Really thank you for the detailed insights — they’ve been extremely helpful.
Just to be precise, the card that failed on me was the TEAMGROUP A2 Pro Plus Card 256GB microSDXC UHS-I U3 A2. Its failure mode matches exactly what you described: after normal, mid-pattern use, it suddenly entered a permanent read-only state. It can’t be formatted or written to on Windows, Android, Linux tools, or even with SD Association Formatter, and all write attempts fail with I/O errors — which strongly suggests that the permanent write-protect bit was set.
To avoid repeating this experience, I’m trying to understand what specifically tends to trigger this behavior. From your testing and experience, are there certain usage patterns or conditions that correlate more strongly with this kind of failure? For example:
large sequential write bursts
operating near full capacity
unsafe removal or power loss during writes
long idle periods followed by heavy writes
or simply cumulative wear crossing an internal controller threshold
I’m currently considering the HIKSEMI HS-TF-C1 256GB. My usage pattern is fairly consistent: one large write cycle every two weeks (roughly 88–175GB per cycle), with mostly read usage in between. I don’t expect infinite endurance — I’m just trying to minimize the risk of another abrupt, permanent read-only lockout like the one I experienced with the TEAMGROUP card.
Any guidance on what to avoid — or how to use the C1 more safely — would be greatly appreciated.
Hi Mohamed,
I haven’t identified any patterns that causes this to happen. I believe that good cards employ ECC to correct for errors in the stored data — it could simply be that the card flips that “permanent write protect” bit when it encounters an error that it can’t correct (or when it’s reached a certain threshold for the number of uncorrectable errors encountered).
Thank you matt!
That’s makes perfect sense.
So it sounds like the most likely cause for the TEAMGROUP A2 Pro Plus 256GB going read-only was cumulative wear or hitting a threshold for uncorrectable errors, rather than any specific action like large writes or full capacity operation. That aligns with my experience — the card was used normally, with large write cycles every couple of weeks, and suddenly became read-only.

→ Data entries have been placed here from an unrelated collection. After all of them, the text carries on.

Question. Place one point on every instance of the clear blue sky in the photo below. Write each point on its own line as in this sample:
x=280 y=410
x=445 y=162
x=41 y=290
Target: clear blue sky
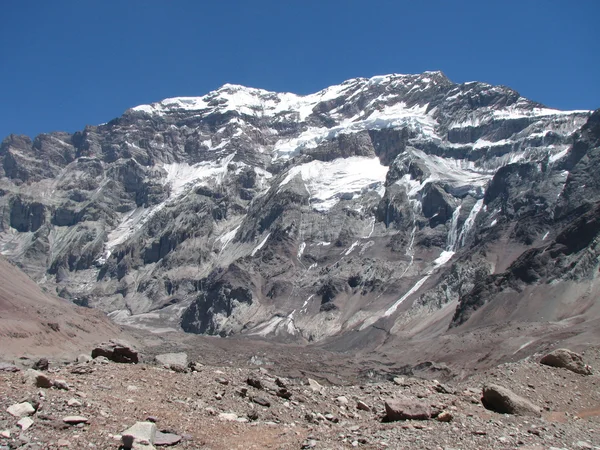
x=65 y=64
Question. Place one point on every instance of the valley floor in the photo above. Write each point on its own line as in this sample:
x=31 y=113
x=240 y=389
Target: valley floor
x=260 y=403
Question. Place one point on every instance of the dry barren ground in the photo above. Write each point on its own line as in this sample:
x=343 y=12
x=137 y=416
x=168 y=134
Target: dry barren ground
x=253 y=406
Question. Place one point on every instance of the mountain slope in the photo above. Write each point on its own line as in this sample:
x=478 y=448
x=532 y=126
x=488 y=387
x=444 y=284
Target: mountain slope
x=391 y=203
x=34 y=323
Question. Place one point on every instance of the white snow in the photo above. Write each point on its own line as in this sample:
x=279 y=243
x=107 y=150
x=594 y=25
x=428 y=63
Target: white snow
x=556 y=156
x=327 y=182
x=301 y=250
x=180 y=177
x=228 y=237
x=352 y=247
x=397 y=115
x=468 y=225
x=261 y=245
x=453 y=234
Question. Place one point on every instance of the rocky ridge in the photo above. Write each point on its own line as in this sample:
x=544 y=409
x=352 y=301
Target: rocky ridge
x=150 y=405
x=400 y=205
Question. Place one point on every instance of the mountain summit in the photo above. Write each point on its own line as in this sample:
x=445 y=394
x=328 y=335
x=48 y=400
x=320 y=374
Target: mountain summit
x=399 y=205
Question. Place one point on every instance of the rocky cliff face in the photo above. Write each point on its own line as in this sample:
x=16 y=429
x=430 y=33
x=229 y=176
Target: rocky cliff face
x=379 y=203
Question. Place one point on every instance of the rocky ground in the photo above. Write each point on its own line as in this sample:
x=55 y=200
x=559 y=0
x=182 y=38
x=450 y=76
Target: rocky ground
x=209 y=406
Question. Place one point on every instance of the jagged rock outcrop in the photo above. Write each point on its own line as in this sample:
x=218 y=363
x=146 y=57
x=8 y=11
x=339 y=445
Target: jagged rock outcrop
x=372 y=204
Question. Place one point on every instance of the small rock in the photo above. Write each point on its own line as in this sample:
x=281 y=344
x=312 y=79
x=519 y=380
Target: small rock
x=331 y=418
x=82 y=359
x=254 y=382
x=362 y=406
x=261 y=401
x=444 y=389
x=82 y=369
x=37 y=378
x=405 y=408
x=566 y=359
x=166 y=439
x=117 y=351
x=74 y=403
x=400 y=381
x=21 y=409
x=25 y=423
x=178 y=368
x=314 y=385
x=5 y=367
x=342 y=400
x=41 y=364
x=167 y=359
x=74 y=420
x=504 y=401
x=141 y=433
x=101 y=360
x=445 y=416
x=60 y=384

Given that, would you say the hiksemi HS-TF-C1 256GB is likely to avoid this issue under similar usage — roughly 88–175GB writes every two weeks, mostly read in between — or is this kind of permanent write-protect risk essentially unavoidable over time with any high-volume SD usage?
I just want to make sure I’m not repeating the same scenario with the C1 before I pull the trigger.